AGENTS.md

Guide for AI agents working in the Death by Numbers codebase.

Project Overview

Death by Numbers is a digital scholarly research project examining the London Bills of Mortality (1636-1754). The repository contains three main components:

bom-data/: Historical datasets, shapefiles, and GeoJSON files
bom-processing/: Data processing pipeline (Python) and database tools (Go)
bom-website/: Hugo-based static site with D3.js visualizations

The project transforms historical CSV data into a PostgreSQL database and serves it via a REST API to power interactive visualizations on the public website.

Repository Structure

bom/
├── bom-data/              # Historical datasets and geographic data
│   ├── data-csvs/         # Raw CSV exports from DataScribe
│   ├── geoJSON-files/     # Parish boundaries by time period
│   ├── parish-shapefiles/ # Source shapefiles for GIS data
│   ├── parish-networks/   # Network data for plague spread
│   └── deathdictionary.csv
├── bom-processing/        # Data processing pipeline
│   ├── db/                # PostgreSQL migrations and Go ETL updater
│   │   ├── migrations/    # golang-migrate SQL files
│   │   └── updater/       # Go program for database imports
│   ├── scripts/
│   │   ├── bompy/         # Python data processing package
│   │   └── bomr/          # Legacy R scripts (no longer used)
│   └── api-docs/          # API documentation
└── bom-website/           # Hugo static site
    ├── content/           # Markdown content (blog, analysis, context)
    ├── themes/dbn/        # Custom TailwindCSS theme
    ├── assets/            # JavaScript and visualizations
    │   ├── js/            # Services and Alpine.js components
    │   └── visualizations/ # D3.js/Observable Plot charts
    └── static/            # Static assets (images)

Essential Commands

Website Development (bom-website/)

# Preview site locally with drafts and live reload
make preview

# Build for development (dev.deathbynumbers.org)
make build

# Build for production with minification
make build-prod

# Compile TailwindCSS after layout changes
make tailwind
# OR from themes/dbn/:
npm run build-tw

Theme Development:

cd themes/dbn
npm install -y          # Install TailwindCSS dependencies
npm run build-tw        # Build TailwindCSS

Data Processing (bom-processing/scripts/bompy/)

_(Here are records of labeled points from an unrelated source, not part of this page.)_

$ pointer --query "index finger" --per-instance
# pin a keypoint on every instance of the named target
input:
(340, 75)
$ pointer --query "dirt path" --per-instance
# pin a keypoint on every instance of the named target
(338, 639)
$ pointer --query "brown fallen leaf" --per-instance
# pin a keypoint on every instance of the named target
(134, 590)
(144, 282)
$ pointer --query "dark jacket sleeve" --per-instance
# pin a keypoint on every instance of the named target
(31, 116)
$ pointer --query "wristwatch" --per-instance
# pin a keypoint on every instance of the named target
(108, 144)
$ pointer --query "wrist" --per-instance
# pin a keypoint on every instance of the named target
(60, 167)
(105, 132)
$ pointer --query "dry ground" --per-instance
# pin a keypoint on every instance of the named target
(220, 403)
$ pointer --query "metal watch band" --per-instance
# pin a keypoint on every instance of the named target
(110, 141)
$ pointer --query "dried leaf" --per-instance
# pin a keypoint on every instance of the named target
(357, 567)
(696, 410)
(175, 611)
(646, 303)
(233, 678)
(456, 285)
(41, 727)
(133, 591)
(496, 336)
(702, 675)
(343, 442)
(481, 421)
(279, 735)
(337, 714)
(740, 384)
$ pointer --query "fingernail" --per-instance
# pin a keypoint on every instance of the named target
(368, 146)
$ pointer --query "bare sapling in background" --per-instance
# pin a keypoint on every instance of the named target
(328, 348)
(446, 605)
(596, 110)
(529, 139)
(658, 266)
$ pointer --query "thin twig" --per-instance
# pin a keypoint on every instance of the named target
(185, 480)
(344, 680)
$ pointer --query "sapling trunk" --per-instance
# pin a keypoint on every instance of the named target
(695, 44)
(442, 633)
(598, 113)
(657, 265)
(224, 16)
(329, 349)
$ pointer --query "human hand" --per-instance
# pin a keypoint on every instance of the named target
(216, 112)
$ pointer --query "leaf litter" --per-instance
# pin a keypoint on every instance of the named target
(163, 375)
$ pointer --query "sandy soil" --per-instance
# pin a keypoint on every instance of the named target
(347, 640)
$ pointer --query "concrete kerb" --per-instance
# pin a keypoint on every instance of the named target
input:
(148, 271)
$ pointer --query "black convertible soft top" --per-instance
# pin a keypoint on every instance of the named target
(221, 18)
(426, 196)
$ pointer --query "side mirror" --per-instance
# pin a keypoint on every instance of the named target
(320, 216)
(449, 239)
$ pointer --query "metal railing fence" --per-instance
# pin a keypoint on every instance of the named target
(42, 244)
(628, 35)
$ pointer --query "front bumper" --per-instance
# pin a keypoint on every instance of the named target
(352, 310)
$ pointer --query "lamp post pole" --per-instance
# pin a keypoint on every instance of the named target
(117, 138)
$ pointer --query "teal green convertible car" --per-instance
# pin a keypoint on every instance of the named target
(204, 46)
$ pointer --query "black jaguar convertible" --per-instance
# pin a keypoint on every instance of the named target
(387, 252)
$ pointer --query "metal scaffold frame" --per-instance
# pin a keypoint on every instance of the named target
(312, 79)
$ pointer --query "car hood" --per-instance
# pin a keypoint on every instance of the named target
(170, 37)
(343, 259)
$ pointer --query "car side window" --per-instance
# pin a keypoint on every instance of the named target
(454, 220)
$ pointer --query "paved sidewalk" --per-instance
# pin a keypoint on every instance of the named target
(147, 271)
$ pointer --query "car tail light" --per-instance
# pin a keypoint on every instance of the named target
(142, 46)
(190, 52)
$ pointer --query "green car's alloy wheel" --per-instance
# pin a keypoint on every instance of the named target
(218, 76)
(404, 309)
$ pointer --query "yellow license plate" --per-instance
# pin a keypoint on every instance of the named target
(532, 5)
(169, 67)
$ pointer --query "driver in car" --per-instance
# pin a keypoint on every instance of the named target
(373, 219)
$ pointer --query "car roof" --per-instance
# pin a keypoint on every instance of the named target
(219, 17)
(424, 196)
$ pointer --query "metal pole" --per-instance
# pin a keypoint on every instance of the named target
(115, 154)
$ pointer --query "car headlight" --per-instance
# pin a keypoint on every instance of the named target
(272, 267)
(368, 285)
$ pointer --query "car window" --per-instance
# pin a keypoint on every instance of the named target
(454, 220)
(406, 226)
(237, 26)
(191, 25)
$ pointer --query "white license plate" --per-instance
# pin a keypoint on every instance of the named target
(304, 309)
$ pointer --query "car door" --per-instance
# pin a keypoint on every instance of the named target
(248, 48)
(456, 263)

# Setup and install dependencies (uses uv/Poetry)
make setup              # or: make install

# Process all CSV data files
make process-all        # Runs Python pipeline

# View processing results
make show-stats         # Show record counts and file sizes
make show-logs          # List recent log files
make tail-logs          # Follow latest log file

# Data management
make clean-data         # Remove output CSVs
make clean-logs         # Remove log files
make copy-data          # Copy raw data from bom-data/ to bompy/data-raw/

# Code quality
make format             # Format with black and isort
make lint               # Check formatting
make typecheck          # Run mypy type checking
make test               # Run pytest tests

Manual processing commands:

uv run process_all_data.py              # Main processing script
uv run tests/test_bills_processor.py    # Test bills processor
uv run tests/test_schema_alignment.py   # Test schema alignment

Database Operations (bom-processing/db/)

Prerequisites:

golang-migrate: brew install golang-migrate (macOS)
PostgreSQL client tools
Go 1.20+
Create .env file with DB_CONN_STR and DATA_DIR

# Run database migrations
make db-up              # Apply all migrations
make db-down            # Revert migrations
make db-version         # Show current migration version

# Import data
make db-update          # Run Go importer (imports processed CSVs)
make dry-run            # Preview import without changes

# Build Go importer
make build              # Compiles to updater/bin/bom-importer

# Code quality
make fmt                # Format Go code
make vet                # Run go vet

Geographic Data Processing (bom-processing/scripts/)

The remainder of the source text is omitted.